Video: Seeing the Whole Season: How Continuous Crop Modeling Is Changing Breeding

Plant breeding has long been shaped by snapshots. A walk through a plot. A single set of notes. A yield check at the end of the season. But crops do not grow in moments. They change every day.

In this conversation, Gary Nijak of AerialPLOT explains how continuous crop modeling is changing the way breeders see, measure, and select plants by capturing growth, stress, and recovery across the entire season, not just at isolated points in time.

Nijak breaks down why point-in-time observations can miss critical performance signals, how repeated, season-long data collection removes the human bottleneck in breeding, and what becomes possible when every plot is treated as a living data set. He also explores how continuous modeling allows breeding programs to move beyond vague descriptors and toward measurable, repeatable insights that connect directly to on-farm outcomes.
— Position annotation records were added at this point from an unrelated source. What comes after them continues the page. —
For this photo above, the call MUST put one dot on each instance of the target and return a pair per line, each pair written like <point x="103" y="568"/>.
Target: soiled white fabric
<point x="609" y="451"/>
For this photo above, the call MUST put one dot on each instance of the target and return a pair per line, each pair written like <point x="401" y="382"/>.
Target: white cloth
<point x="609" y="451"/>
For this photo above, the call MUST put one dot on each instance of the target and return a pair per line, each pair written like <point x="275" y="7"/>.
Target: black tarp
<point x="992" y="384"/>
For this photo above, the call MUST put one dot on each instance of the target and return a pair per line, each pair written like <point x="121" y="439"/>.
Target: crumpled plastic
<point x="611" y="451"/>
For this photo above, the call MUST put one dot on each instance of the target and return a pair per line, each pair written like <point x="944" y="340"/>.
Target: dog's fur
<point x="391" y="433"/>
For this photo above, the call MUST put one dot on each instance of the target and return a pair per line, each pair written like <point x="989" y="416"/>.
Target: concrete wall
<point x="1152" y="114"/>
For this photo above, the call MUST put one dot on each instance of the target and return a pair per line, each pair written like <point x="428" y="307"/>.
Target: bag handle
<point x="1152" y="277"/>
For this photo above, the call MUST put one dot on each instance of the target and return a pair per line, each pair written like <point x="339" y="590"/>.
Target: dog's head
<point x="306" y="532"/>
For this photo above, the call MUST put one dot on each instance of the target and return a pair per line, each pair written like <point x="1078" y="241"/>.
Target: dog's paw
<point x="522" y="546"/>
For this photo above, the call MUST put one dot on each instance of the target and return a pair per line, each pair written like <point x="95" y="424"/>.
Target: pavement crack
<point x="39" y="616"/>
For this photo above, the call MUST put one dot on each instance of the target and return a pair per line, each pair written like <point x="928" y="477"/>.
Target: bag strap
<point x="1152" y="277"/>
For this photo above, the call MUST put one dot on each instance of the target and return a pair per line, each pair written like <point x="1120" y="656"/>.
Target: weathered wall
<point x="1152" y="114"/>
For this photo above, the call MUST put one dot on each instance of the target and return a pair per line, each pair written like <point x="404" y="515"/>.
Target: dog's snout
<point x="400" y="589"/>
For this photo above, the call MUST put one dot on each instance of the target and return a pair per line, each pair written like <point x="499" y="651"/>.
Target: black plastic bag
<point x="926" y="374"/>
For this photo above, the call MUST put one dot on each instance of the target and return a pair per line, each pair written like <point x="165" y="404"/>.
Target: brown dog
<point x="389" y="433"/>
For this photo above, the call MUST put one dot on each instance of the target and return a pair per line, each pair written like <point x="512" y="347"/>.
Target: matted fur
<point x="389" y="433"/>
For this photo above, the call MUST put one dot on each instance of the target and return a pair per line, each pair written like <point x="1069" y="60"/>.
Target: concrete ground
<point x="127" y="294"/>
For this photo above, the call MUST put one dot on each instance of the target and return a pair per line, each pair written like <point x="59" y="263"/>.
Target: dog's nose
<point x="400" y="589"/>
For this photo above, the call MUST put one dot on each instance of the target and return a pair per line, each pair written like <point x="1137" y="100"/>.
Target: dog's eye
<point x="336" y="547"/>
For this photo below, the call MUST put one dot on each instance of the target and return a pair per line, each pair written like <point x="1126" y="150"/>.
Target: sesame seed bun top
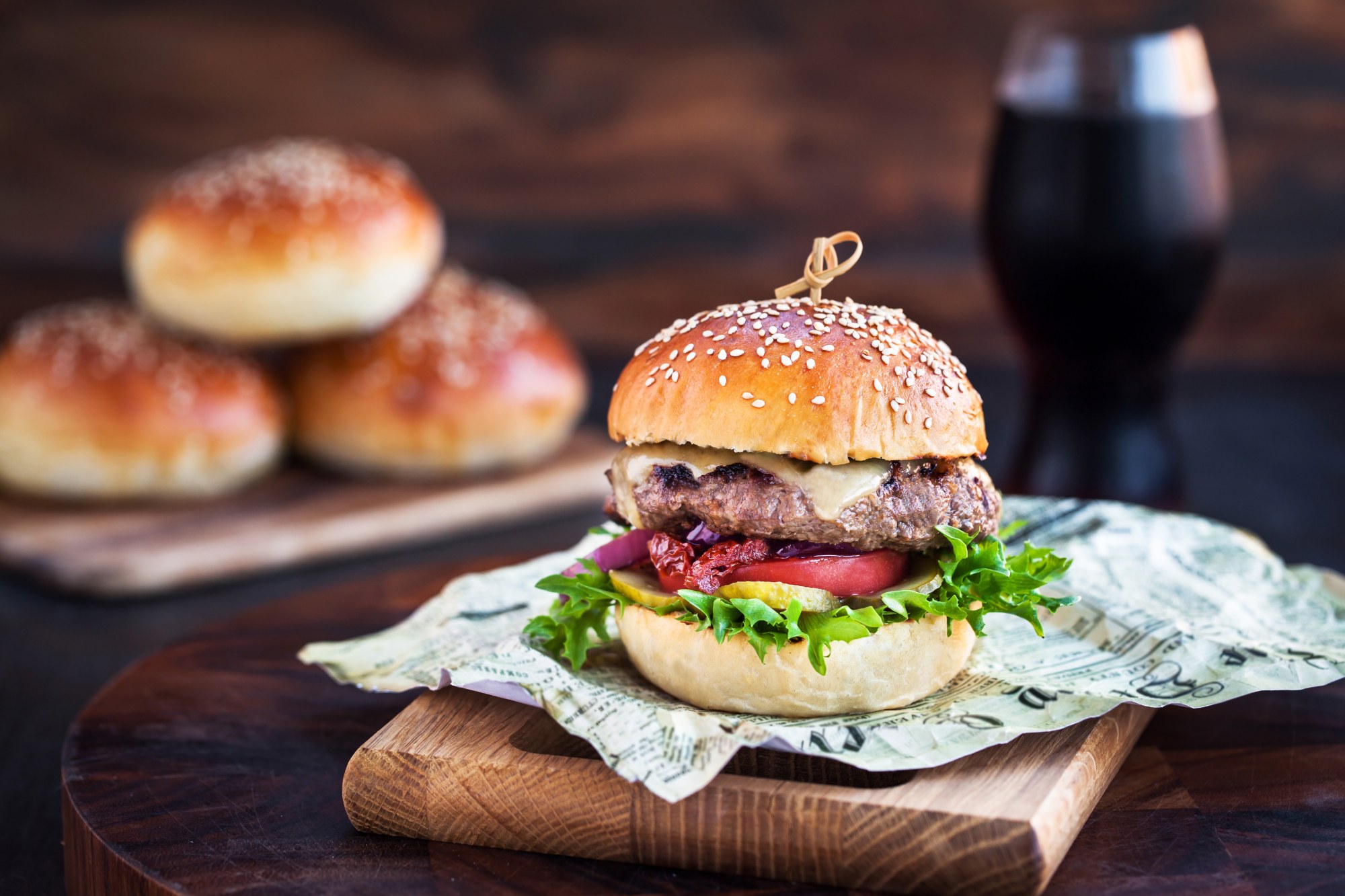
<point x="289" y="240"/>
<point x="817" y="380"/>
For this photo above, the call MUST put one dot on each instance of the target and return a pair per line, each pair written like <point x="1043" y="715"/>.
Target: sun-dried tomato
<point x="672" y="556"/>
<point x="708" y="572"/>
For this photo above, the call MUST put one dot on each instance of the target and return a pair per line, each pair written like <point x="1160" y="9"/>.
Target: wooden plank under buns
<point x="294" y="517"/>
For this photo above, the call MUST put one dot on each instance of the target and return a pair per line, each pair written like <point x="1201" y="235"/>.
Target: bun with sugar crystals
<point x="471" y="377"/>
<point x="282" y="241"/>
<point x="96" y="403"/>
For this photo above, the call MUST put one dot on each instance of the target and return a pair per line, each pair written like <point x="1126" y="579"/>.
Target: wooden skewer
<point x="824" y="266"/>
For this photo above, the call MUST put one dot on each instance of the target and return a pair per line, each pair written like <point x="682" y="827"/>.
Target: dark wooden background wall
<point x="630" y="162"/>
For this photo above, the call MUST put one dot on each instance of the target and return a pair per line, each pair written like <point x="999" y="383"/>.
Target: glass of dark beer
<point x="1105" y="213"/>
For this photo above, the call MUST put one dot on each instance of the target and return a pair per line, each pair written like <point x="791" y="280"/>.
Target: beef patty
<point x="902" y="514"/>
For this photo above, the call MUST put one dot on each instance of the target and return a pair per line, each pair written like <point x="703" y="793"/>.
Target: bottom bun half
<point x="894" y="667"/>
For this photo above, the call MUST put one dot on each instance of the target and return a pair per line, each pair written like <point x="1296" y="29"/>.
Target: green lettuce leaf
<point x="980" y="577"/>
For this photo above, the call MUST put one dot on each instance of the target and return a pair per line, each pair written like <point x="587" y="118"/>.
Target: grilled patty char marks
<point x="903" y="514"/>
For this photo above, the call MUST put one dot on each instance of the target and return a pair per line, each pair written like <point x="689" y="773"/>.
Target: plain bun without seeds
<point x="283" y="241"/>
<point x="894" y="667"/>
<point x="822" y="381"/>
<point x="96" y="403"/>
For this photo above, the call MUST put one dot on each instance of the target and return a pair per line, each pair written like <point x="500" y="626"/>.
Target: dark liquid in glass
<point x="1104" y="233"/>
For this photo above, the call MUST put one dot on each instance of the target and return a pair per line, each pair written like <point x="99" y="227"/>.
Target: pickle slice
<point x="644" y="588"/>
<point x="778" y="595"/>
This conversation explores:

• What continuous crop modeling is and how it works

• Why traditional field observations fall short over a full growing season

• How scale and repeated measurement change breeding decisions

• What “digital twins” of plots mean for selection and performance

• Why data, not hardware, is driving the next shift in breeding innovation As data-driven breeding moves from research into real-world programs, this discussion offers a clear look at how seeing the whole season is reshaping value for breeders, seed companies, and farmers, and why this may be only the beginning.